L'ami américainArtisan encadreur de Hambourg, Jonathan est atteint d’une maladie grave. Après avoir fait la connaissance d’un américain solitaire, trafiquant de toiles contrefaites, il est contacté par un français qui lui propose une forte somme d’argent pour assurer l’avenir de sa famille. En contrepartie, il doit accomplir un meurtre… Que Wim Wenders, le réalisateur de balades mélancoliques comme Alice dans les villes, adapte un roman policier de Patricia Highsmith a tout d’abord quelque peu surpris.
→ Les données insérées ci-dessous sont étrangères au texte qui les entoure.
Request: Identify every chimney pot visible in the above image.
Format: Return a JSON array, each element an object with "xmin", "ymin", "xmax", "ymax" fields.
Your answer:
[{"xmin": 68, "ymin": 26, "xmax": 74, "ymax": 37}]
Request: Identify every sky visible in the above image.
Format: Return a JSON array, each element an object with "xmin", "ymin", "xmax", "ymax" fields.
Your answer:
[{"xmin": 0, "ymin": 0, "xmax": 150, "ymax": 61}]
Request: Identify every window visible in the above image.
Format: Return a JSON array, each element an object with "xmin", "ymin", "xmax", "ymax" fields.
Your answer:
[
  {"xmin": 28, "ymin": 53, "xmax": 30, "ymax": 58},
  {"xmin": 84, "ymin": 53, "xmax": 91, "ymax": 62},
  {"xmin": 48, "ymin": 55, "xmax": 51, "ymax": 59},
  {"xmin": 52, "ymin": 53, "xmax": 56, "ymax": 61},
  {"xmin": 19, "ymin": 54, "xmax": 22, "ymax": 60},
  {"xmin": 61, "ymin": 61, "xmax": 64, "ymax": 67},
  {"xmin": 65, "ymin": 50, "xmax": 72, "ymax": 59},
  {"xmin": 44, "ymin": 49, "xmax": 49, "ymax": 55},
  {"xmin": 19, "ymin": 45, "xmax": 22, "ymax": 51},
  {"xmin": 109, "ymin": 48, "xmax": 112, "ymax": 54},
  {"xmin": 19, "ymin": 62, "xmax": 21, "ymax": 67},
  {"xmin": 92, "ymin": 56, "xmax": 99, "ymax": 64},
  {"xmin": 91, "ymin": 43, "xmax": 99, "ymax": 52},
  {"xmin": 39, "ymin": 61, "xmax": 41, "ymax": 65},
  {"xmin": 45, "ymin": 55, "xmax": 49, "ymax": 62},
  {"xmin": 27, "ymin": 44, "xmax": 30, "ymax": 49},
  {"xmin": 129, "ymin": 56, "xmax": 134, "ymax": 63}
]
Mais L’ami américain n’a rien d’un film de genre car ce n’est pas tant l’intrigue policière qui a intéressé Wenders. Et si l’amour que le cinéaste allemand porte au cinéma américain est bien là, le résultat porte plus que tout son empreinte. L’ami américain est une errance entre Hambourg, Paris et New York baignée d’une belle atmosphère et merveilleusement photographié par Robby Müller (Wim Wenders dit avoir été inspiré par les toiles d’Edward Hopper). On y retrouve aussi le thème du cowboy solitaire et surtout celui de la mort (sous toutes ses formes : la fausse, la vraie, la supposée, l’attendue). L’ami américain a été diversement reçu à sa sortie car il ne cadrait pas exactement avec ce que l’on attendait de Wenders, il est mieux considéré aujourd’hui : avec le recul, on mesure à quel point il s’inscrit pleinement dans sa filmographie car il en a fait une oeuvre très personnelle.
Elle: 4 étoiles
Lui : 4 étoiles

Acteurs: Dennis Hopper, Bruno Ganz, Lisa Kreuzer, Gérard Blain
Voir la fiche du film et la filmographie de Wim Wenders sur le site IMDB.

Voir les autres films de Wim Wenders chroniqués sur ce blog…
Voir les livres sur Wim Wenders

Remarques :
* Pas de moins de 7 réalisateurs apparaissent dans L’ami américain :
1) Nicholas Ray (le peintre, prétendument mort, émigré à New York) qui se déguise en John Ford vers la fin du film. 2) Samuel Fuller (dans le train, l’homme âgé de la Mafia). 3) Jean Eustache (l’homme rencontré dans le bar français qui lui met un pansement). 4) L’allemand Peter Lilienthal (Marcangelo, celui qui présente Dennis Hopper à Bruno Ganz à la salle des ventes). 5) Le suisse Daniel Schmid (l’homme à assassiner dans le métro). 6) L’écossais Alexander (ou Sandy) Whitelaw (le médecin parisien). 7) Gérard Blain (le commanditaire français).
On peut même en ajouter un huitième puisque le blessé tout enrubanné de bandages dans l’ambulance n’est autre que Wim Wenders lui-même !

* Le journal que tient Daniel Schmid, l’homme à assassiner dans le métro, est le numéro de Libération qui annonçait la mort d’Henri Langlois (décédé le 13 janvier 1977). Le film lui est dédié.

* L’ami américain est adapté principalement du roman Ripley s’amuse de Patricia Highsmith mais aussi de Ripley et les ombres. Le premier des deux a été également adapté par Liliana Cavani en 2002 : Ripley’s Game (Ripley s’amuse).

L'ami américain (Der amerikanische Freund)Bruno Ganz et Dennis Hopper dans L’ami américain (Der amerikanische Freund) de Wim Wenders.